Selon ADIAC, Les partenaires sociaux critiquent la direction de l’entreprise pour des manquements dans la gestion du patrimoine et du personnel.  Ils évoquent le blocage dans les avancements en échelon et en grade des agents conformément à la convention collective ;  la non revalorisation du point d’indice 140. Les syndicats critiquent surtout la spoliation d’une partie du domaine du port, l’existence des ports parallèles, à l’origine de la baisse des recettes portuaires.  

Le port de Yoro, dans le sixième arrondissement de la capitale, se trouve dans un état de dégradation; le quai du port des pêcheurs et commerçants étant menacé par une érosion. Ce port secondaire constitue l’un des principaux points d’entrée des denrées alimentaires de Brazzaville et des produits de pêche. Malgré les animations observées au niveau du port, l’inquiétude est palpable parmi les usagers.

Depuis 2018, ce site devrait être modernisé grâce à un financement de l’Agence marocaine de coopération internationale, soit environ deux milliards de francs CFA. De nombreux riverains s’interrogent au sujet du démarrage effectif des travaux d’élargissement du débarcadère du port. L’ouvrage annoncé pourra comporter des zones d’activités, de commercialisation et de transformation des produits de pêche sur une superficie d’un hectare sept cents mètres. Il est prévu la construction d’une cinquantaine de magasins, de deux ateliers de mécanique et de réparations de pirogues,  d’une chambre froide et d’une fabrique de glace.

Plus de trois ans ,après sa mise en service, le port secondaire d’Oyo peine à se dynamiser, en raison de l’absence de certaines redevances et des textes fondamentaux. Lors d’une rencontre avec la ministre de tutelle, Ingrid Ghislaine Olga Ebouka-Babackas, le 24 octobre dernier, le personnel du port avait sollicité un soutien du gouvernement pour pouvoir booster les activités portuaires. Les gestionnaires du port réclamaient aussi une autonomie de gestion afin d’améliorer la performance et les recettes portuaires.

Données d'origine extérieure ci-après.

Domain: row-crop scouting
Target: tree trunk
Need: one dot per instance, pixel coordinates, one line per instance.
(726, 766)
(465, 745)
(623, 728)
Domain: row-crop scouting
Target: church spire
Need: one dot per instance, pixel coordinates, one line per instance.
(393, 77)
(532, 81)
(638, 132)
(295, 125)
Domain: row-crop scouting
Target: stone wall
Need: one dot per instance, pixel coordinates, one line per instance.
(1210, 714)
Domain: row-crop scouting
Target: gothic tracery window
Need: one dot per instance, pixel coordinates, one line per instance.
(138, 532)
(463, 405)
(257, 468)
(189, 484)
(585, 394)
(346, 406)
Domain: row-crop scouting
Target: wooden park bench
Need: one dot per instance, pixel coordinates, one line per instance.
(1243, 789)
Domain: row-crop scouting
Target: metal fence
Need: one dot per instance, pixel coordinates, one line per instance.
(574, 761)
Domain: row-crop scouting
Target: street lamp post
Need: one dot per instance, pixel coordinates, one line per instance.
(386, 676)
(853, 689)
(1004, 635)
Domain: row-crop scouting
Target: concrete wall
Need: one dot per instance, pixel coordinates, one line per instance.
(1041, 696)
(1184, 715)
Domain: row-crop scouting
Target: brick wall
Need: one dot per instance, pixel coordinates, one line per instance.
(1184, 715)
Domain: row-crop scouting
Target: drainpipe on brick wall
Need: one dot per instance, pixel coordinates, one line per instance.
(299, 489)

Réalisé grâce à un cofinancement du Congo (20%) et de la Chine (80%), à hauteur de 50 milliards de francs CFA, le port d’Oyo est doté d’un quai de 440 mètres linéaires. Il est censé faciliter l’acheminement des produits vers Brazzaville, les villes de Kinshasa et Kisangani(RDC) ou encore vers Bangui (RCA). À partir du port d’Oyo, on peut également atteindre facilement le Gabon et la région sud du Cameroun.

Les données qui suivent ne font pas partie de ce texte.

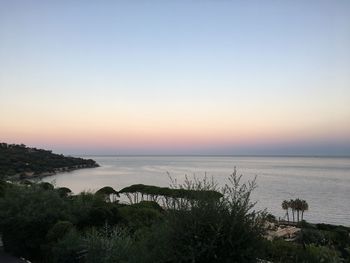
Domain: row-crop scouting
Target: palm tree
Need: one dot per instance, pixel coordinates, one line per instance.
(292, 206)
(304, 207)
(298, 207)
(285, 206)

Optimiser les infrastructures existantes

Les réformes du secteur de transport fluvial, amorcé depuis quelques années, méritent d’être consolidées. Au  niveau du Pabs, quatre nouvelles grues( deux de 40 tonnes et deux autres de 6 tonnes) ont été installées en novembre 2019, en remplacement des grues vétustes. Grâce à ces équipements modernes, le Port de Brazzaville devrait être en mesure d’offrir à ses clients, à savoir des armateurs, exploitants forestiers, industriels et négociants, les meilleures conditions d’accès au port et de transit des marchandises.

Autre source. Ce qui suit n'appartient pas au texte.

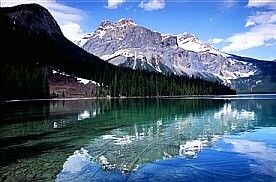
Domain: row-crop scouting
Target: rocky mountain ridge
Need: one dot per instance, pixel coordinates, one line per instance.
(126, 44)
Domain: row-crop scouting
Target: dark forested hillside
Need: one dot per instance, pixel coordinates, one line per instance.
(31, 41)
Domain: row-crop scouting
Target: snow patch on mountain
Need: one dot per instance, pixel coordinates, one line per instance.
(126, 44)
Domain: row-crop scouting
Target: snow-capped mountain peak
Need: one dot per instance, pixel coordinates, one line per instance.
(124, 43)
(190, 42)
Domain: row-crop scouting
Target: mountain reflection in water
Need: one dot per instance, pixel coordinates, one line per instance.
(137, 139)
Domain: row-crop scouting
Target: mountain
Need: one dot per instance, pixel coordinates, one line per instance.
(33, 48)
(126, 44)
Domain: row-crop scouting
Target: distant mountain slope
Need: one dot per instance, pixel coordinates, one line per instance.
(31, 38)
(126, 44)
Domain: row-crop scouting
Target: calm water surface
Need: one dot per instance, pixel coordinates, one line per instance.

Estimées à dix millions d’euros, soit environ 6,5 milliards de francs CFA, les quatre grues polyvalentes, livrées grâce à un financement de l’Union européenne) devraien,t par ailleurs, accroître la capacité opérationnelle du port et faciliter le trafic, notamment entre le Congo et ses deux voisins, la Centrafrique et la République démocratique du Congo(RDC).

L’objectif du projet voulu par la partie congolaise est de relancer l’activité économique du port, en y intégrant des études de faisabilité, missions d’expertise, renforcement et rénovation de plus d’un kilomètre de quais.

Les grues de quarante tonnes sont conçues pour manipuler des conteneurs de vingt à quarante pieds, des grumes et du sable, explique le responsable du projet, Aimé Blaise Nitoumbi. Les machines sont déployées sur un quai lourd avec une course de translation d’environ 200 m. Les autres grues de taille moyenne peuvent se déplacer sur une distance de 160 m et sont également dotées d’un système d’alimentation électrique.